In the past ,the traditions were followed that brought people in the community together to celebrate festivals together and visit each other but that has changed now due to the individualistic culture that has developed. Now the kids stay home playing with their play stations or Galaxy pads to play games but they know very few kids in their community. They are lonely and reclusive not by choice but due to the changing society.

So far I have written about the changing traditions in the cities and among the middleclass that seems to power the engine of development in any country but not all people live in urban areas. There are millions of people who still live in the rural areas where many traditions I mentioned in this blog still thrive to a great extent but they are not totally immune from the winds of change either.

The rural population in many countries is under pressure due to the physical and demographic changes that have come about. Now the rural parts of India are increasingly being connected with roads, electricity, Internet connections, schools and other facilities that make the pressure to change great.

They may still have large number of children but the kids now go to school and many go to college who later move to cities to find jobs. The small farmers find it harder to feed their family so many sell their land to move to cities to find jobs. They cannot compete with large or very large mechanized farms that are taking over the task of farming like what has happened in the United States and other countries.

What has changed in the rural areas is that more women have come forward who have shaken off their traditional roles of home and hearth. For the first time they feel that they are equal to anyone so they must get education, training and seek opportunities that come their way.

Source : Google photo of girls wrestling boys in rural India

I was delighted to see young girls wrestling with boys and beating them in village wrestling matches watched by thousands. This is a fundamental change from the way women were treated a generation ago. Now girls join the army, navy and air force to become officers who command over men. They join the police force where many become officers. Some compete to join the Indian administrative service where they achieve high ranks. They had to give up many traditions like home and hearth to achieve what many have achieved so there is no going back for them. This is a positive change that is sweeping the country now.

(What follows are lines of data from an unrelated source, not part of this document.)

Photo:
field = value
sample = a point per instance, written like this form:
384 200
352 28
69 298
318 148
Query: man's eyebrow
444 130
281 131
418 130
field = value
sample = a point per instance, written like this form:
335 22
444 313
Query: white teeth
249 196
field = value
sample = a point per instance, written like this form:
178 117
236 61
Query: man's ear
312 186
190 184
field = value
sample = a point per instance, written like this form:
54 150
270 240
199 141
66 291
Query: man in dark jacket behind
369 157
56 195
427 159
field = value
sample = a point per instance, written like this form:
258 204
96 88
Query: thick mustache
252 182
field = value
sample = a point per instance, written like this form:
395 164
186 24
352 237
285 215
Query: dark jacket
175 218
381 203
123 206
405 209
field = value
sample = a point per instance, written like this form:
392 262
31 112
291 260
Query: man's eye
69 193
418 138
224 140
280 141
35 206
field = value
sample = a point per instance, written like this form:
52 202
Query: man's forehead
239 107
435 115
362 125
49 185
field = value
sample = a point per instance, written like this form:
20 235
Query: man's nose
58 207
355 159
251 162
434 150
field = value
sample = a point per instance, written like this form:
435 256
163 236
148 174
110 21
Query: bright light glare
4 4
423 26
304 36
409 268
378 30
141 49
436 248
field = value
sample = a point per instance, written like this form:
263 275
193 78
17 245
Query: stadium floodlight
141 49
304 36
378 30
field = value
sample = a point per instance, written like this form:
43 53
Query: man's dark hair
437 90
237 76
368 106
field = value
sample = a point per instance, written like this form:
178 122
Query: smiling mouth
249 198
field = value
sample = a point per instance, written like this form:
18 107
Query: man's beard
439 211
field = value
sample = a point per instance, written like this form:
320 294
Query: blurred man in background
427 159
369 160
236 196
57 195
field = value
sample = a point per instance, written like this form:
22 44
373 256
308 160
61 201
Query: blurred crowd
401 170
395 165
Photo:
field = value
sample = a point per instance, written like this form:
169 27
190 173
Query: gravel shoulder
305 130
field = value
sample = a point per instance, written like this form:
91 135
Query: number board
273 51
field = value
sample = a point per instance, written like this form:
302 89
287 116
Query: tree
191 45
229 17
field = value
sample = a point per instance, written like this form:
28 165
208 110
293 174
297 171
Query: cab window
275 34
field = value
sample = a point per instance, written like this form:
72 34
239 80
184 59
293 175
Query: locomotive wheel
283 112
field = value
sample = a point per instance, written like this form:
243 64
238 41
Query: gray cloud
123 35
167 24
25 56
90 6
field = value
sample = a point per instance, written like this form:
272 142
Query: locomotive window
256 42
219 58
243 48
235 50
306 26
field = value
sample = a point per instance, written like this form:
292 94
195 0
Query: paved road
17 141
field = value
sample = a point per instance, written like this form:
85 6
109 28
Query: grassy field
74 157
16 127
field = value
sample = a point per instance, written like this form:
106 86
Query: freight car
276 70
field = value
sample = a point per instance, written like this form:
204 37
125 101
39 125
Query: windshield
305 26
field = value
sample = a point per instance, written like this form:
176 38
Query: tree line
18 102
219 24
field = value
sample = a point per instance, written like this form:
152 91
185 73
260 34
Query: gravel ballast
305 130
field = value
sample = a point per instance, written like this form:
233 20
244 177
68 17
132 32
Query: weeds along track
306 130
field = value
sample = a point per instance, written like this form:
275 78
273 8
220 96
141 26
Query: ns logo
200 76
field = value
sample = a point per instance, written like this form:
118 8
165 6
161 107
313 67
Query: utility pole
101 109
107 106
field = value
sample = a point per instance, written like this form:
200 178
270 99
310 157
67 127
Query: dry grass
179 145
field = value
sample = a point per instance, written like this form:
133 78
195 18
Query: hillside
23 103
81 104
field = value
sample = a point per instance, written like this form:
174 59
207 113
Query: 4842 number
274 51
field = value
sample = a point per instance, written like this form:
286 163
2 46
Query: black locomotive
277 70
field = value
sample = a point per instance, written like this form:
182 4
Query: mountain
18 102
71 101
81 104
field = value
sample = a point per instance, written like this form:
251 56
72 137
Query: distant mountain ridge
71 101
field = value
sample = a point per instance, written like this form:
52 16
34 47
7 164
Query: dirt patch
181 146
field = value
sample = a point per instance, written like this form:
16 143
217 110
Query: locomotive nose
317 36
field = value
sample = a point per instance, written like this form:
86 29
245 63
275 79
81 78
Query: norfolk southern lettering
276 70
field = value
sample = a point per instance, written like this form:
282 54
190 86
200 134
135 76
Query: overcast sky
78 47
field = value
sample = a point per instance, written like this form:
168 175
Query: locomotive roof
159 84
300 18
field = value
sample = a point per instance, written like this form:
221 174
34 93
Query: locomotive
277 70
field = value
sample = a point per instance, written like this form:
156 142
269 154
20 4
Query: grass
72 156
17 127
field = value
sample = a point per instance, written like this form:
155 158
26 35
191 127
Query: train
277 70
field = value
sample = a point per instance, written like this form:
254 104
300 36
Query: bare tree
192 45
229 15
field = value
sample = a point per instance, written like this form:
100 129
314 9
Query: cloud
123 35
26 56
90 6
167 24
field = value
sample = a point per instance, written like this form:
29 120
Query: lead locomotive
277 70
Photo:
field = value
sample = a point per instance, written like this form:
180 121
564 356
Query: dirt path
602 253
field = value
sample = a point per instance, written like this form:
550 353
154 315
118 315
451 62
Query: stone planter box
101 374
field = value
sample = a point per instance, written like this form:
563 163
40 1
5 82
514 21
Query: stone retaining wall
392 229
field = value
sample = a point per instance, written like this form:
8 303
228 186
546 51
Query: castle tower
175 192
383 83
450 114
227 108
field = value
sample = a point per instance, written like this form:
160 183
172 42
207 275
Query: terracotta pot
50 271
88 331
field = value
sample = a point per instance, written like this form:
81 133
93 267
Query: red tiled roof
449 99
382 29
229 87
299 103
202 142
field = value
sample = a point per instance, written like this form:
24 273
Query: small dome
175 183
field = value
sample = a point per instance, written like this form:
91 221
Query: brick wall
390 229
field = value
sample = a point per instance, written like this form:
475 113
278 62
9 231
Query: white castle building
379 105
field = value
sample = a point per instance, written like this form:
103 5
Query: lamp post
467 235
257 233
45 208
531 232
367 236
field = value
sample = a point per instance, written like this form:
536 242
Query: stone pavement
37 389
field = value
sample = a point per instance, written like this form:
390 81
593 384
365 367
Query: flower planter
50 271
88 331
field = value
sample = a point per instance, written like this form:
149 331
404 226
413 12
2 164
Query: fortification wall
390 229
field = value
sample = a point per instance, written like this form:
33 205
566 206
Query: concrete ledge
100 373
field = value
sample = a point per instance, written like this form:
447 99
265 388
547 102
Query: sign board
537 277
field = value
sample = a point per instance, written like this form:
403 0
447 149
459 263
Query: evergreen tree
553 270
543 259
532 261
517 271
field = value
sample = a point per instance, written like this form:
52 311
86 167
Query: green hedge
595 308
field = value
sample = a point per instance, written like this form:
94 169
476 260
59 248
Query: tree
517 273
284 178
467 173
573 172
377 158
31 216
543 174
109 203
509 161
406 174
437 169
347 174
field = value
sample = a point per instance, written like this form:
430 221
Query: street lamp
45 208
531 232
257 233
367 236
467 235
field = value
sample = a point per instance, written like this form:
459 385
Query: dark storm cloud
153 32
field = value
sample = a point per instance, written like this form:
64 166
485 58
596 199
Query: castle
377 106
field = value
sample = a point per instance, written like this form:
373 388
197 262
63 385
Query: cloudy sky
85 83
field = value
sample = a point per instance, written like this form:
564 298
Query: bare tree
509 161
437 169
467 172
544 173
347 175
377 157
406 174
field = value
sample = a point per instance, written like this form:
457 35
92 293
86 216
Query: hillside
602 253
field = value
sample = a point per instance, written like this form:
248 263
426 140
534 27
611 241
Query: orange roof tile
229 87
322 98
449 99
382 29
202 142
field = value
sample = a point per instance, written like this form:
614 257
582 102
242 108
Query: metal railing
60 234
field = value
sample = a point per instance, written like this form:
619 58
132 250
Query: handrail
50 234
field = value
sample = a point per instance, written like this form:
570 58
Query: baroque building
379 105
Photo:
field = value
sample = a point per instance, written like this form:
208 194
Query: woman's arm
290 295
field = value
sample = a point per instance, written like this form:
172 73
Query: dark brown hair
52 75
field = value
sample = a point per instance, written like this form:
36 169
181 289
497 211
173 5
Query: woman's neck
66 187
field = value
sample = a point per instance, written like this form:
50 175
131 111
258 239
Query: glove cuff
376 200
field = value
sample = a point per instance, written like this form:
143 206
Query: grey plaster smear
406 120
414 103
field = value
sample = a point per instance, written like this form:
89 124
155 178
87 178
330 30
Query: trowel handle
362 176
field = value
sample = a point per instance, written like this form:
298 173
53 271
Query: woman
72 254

This new generation of urban and rural women who are more educated than their parents is making a big impact on the society as a whole but it has come at a price. Their priorities are very different from their parents whom they consider as traditional because they still value old traditions.

The infrastructure development all over the country like India is also changing the society and the behavior of people often in a negative way because they have discarded what was once enjoyable that brought people together in their great rush to re prioritize their wants and needs. It is therefore inevitable that old traditions are given up because to them they are no longer practical. It is no longer practical to get to know others and say hello. It is no longer practical for the kids to play with other kids so they stay home and morosely watch inane TV programs or play with their toys.

It is no longer practical to observe and participate in joyous festivals because people in big cities live in small apartments in high rise monolithic and ugly tenements that have no parks nearby. It is no longer practical for women or girls to learn to cook and learn about home making because of fast food available on line and delivered to your doorsteps anytime.

So we have lost a great deal of what was beautiful and what people enjoyed together in the name of practicality. When people lose their social bonding, they become lonely and die alone in their homes while others go about their business until the stench of a rotting corpse assails their nostrils. Those who can afford go to fancy old age homes.

Therefore I reject the notion of practicality to discard the traditions that used to bring people closer. We have not learned what the modern living has done to people in other countries so we tend to imitate them. I think our parents were wiser and enjoyed life more than the present generation. It is not the flat screen TV or the car that makes your life better but the human interaction that came through traditions.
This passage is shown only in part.